The Challenges There are many challenges facing the successful control and eradication of VL.18 In India, VL is transmitted mainly in rural areas and the transmission is going on unabatedly (e.g. shimming transmission). Owing not only to the complexity and diversity of transmission patterns, but also absence of health care settings, control of VL in India will indeed be challenging. HIV co-infection in some endemic areas of kala-azar in India is being documented.19 However, evidently disease can be cured properly.20,21 But it is very difficult for these patients to get cure and they are always treated by analgesic care with much cost and morbidity. On the other hand, clinical research and development provide a unique challenge — current diagnostic techniques are invasive and complicated, and need trained staff.

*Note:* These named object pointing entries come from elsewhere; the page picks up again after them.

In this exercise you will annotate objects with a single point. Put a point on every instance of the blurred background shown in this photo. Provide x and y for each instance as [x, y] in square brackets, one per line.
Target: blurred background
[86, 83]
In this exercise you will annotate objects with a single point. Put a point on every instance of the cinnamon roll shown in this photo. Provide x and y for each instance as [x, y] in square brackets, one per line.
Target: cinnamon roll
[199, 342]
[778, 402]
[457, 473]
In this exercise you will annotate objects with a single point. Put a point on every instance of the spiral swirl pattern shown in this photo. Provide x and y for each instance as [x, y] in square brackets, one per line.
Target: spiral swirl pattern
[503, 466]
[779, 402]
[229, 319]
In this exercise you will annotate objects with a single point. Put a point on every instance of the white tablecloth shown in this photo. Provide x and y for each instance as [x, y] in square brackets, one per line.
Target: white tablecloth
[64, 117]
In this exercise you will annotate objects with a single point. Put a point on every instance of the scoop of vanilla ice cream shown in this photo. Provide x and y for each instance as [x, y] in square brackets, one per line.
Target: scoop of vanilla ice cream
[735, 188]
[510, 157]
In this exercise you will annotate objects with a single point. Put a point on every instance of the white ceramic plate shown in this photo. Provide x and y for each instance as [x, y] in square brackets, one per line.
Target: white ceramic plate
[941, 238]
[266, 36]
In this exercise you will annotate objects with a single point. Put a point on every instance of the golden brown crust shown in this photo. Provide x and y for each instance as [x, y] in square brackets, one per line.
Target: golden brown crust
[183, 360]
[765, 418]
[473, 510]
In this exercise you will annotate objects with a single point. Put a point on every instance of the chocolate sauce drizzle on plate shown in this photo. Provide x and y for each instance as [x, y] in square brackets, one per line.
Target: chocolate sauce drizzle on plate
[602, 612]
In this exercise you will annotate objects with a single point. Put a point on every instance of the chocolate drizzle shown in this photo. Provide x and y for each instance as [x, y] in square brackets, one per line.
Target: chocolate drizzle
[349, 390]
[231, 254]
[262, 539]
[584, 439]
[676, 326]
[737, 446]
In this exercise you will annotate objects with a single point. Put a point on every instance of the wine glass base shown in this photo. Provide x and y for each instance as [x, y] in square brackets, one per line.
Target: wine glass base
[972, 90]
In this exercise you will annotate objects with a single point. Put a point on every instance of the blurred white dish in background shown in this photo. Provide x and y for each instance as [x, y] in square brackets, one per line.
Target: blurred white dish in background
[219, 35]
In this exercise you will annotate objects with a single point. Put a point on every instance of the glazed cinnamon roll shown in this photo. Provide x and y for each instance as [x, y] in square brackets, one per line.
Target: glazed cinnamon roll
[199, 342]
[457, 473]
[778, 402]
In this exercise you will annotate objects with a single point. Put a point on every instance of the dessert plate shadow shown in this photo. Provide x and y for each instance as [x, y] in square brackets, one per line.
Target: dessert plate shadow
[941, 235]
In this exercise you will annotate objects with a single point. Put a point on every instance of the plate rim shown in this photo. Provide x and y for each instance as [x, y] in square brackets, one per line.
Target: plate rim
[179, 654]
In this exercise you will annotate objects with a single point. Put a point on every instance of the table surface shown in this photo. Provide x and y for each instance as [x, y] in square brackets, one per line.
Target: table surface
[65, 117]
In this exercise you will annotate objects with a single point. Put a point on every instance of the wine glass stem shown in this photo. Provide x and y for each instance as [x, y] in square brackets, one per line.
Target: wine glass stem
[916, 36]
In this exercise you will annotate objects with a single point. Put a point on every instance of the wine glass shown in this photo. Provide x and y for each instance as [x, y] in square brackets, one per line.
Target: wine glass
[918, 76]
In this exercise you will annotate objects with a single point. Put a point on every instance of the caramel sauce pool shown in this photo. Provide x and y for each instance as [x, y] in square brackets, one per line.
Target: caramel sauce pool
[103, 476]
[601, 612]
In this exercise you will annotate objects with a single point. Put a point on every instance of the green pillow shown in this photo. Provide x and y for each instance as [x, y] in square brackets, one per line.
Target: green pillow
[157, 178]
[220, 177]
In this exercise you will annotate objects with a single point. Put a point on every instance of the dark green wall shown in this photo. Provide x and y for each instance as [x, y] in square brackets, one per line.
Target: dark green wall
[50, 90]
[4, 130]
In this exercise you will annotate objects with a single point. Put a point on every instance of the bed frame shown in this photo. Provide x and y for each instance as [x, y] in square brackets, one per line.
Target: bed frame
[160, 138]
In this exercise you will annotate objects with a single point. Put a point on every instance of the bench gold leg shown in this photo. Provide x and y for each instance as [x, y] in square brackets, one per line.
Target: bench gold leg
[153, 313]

Treatments of VL are toxic, expensive, and difficult to govern for the rural people.22,23 In many areas hospital facilities are absent or underdeveloped; tools for screening and identification of patients are inadequate. Many lesihmaniasis experts nowadays speak for vector control, which can be a useful approach to reduce the incidence of VL.24–26 Government budgets are inadequate and health ministries are overstretched with many calls on their resources, as well as practical decision support systems in VL endemic areas.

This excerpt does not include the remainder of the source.